Lecture 18
Galaxies
Thursday July 31, 2008
Slides on Angel
Concepts:
- Rotation curve: Not only indicates presence of dark matter, but also tells us how it is distributed
- Spiral galaxies: Dust, cold gas, bluish because of star formation; have bulge, disk, halo. Sa larger bulge, more tightly wound than Sc. Can be barred.
- Elliptical galaxies: Not much dust, reddish because lack ongoing star formation, so blue stars already dead and gone. E0 is spherical, E7 looks like cigar.

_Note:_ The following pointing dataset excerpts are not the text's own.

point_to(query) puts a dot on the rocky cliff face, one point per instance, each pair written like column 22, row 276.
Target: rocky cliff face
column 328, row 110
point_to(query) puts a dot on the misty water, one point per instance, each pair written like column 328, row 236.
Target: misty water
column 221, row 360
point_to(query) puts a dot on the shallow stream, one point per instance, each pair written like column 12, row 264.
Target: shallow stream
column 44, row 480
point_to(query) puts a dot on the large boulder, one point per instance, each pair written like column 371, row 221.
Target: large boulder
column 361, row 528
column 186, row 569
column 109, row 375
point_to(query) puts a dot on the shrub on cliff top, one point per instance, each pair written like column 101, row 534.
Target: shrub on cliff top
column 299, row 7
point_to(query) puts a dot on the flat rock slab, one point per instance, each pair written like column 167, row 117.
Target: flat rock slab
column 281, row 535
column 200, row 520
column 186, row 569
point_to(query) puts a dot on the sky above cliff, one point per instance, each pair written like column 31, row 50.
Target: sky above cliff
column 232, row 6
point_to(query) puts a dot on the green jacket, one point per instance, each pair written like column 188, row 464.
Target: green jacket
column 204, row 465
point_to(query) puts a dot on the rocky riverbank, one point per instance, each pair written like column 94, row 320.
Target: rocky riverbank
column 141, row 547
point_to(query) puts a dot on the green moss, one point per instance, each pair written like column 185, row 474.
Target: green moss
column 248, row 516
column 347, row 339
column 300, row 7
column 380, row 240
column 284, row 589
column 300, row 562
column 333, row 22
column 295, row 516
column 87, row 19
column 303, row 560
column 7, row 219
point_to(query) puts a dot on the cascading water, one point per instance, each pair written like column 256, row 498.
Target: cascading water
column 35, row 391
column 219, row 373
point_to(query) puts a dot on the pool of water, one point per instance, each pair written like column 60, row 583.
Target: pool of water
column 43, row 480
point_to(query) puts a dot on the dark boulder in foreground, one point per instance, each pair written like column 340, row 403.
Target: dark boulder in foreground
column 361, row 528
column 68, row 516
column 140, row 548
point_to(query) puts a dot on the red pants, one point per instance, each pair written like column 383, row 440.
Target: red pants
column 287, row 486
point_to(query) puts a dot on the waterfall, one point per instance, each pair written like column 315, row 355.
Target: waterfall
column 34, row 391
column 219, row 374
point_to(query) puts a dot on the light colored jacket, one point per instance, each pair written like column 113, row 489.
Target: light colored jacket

- Lenticular galaxies: Have disk but no arms or star formation, lack dust/gas in disk
- Irregular galaxies: Often look like shredded spirals, or else remnant of collision or intense star formation
Vocabulary:
- Microlensing: Dim object briefly lenses and brightens light from background source when they line up exactly; use to find dim objects
- Hubble tuning fork: Proposed as evolutionary scheme, still useful to categorize galaxies
- Tully-Fisher relation: Luminosity of spirals related to rotation speed; faster rotation means more luminous
Activity:
None
Random link:
Excerpt from Scientific American article titled "Scientists Confirm Liquid Lake, Beach on Saturn's Moon Titan"
Just in time for a summer holiday, scientists have discovered the solar system's newest beach destination. Too bad there's no way to get there - at least not easily. Researchers report in Nature today that they identified a dark liquid lake, surrounded by a lighter shoreline and a "beach," on the surface of Saturn's moon Titan. The foot-shaped lake is the first verified extraterrestrial body of liquid, and is likely filled with hydrocarbons, simple compounds also common on Earth.
"This is the first definitive evidence for both liquid and liquid hydrocarbons on Titan," says lead study author Robert Brown, a professor of planetary science at the University of Arizona's Lunar and Planetary Laboratory (LPL) in Tucson.